Medal record

Women's rowing

Representing the United States

Olympic Games

World Championships

= Harriet Metcalf =

American rower

Harriet Morris "Holly" Metcalf (born March 25, 1958) is a six-time USA national/ Olympic team member in women's rowing, who won a gold medal in rowing at the 1984 Summer Olympics for the women's eight.

==Background==
Metcalf received her B.A. in Music and English from Mount Holyoke College in 1981 and a masters in risk and prevention, along with a certificate of advanced study in human development and psychology from Harvard University.

==Career==
Between 1981 and 1987, she won three silver and one bronze World Championship medals. She won an Olympic gold medal in the U.S. women's eight in 1984.

Metcalf has founded multiple nonprofit organizations to encourage more women and girls to participate in the sport of rowing. In 1994, she founded the Row As One Institute to serve masters women rowers. While director of Row As One, she founded G-ROW Boston, a rowing program for girls in the Boston public schools. G-ROW, which also incorporates academics and relationship-building, is now a program of Community Rowing, Inc. In 2002, she established WeCanRow (Women Enduring Cancer Row), a program for female breast cancer survivors which now operates around the U.S.

She was a panelist at the 2003 National Gay and Lesbian Athletics Conference in Cambridge, Massachusetts, on a panel of LGBT Olympians that also included swimmer Mark Tewksbury and high jumper Brian Marshall. In 2007, Metcalf was hired as head coach for the MIT women's openweight crew.

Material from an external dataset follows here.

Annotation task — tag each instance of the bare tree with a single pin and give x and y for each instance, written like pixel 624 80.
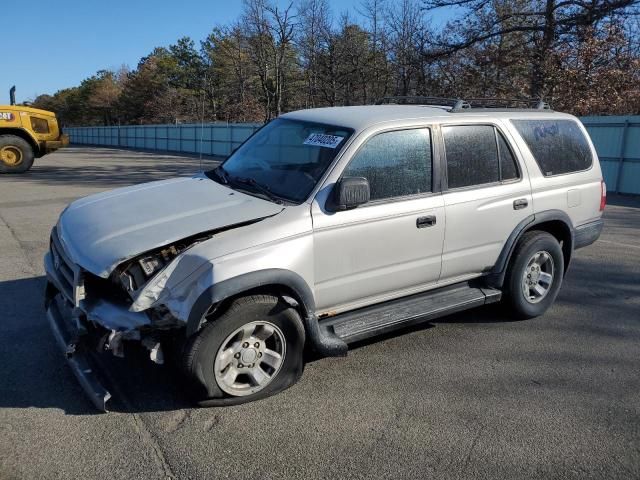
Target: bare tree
pixel 546 22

In 2024, she received the USRowing Medal of Honor, the highest honor bestowed by the organization, in recognition of her lifetime of service to the sport. She has also been elected into the Athletics Hall of Fame at her alma mater, Mount Holyoke College, as well as the Maine Hall of Fame and the New England Women's Sports Hall of Fame. She was selected as the joint USRowing Woman of the Year in 1999 and 2008, and was the recipient of the 2004 RYKÄ First Women of Fitness Award, the 1999 New England Women's Leadership Award, and was the 1998 Girl Scouts of America Leading Woman.

==Private life==
Metcalf is openly lesbian. Holly now works as a coach for MIT rowing.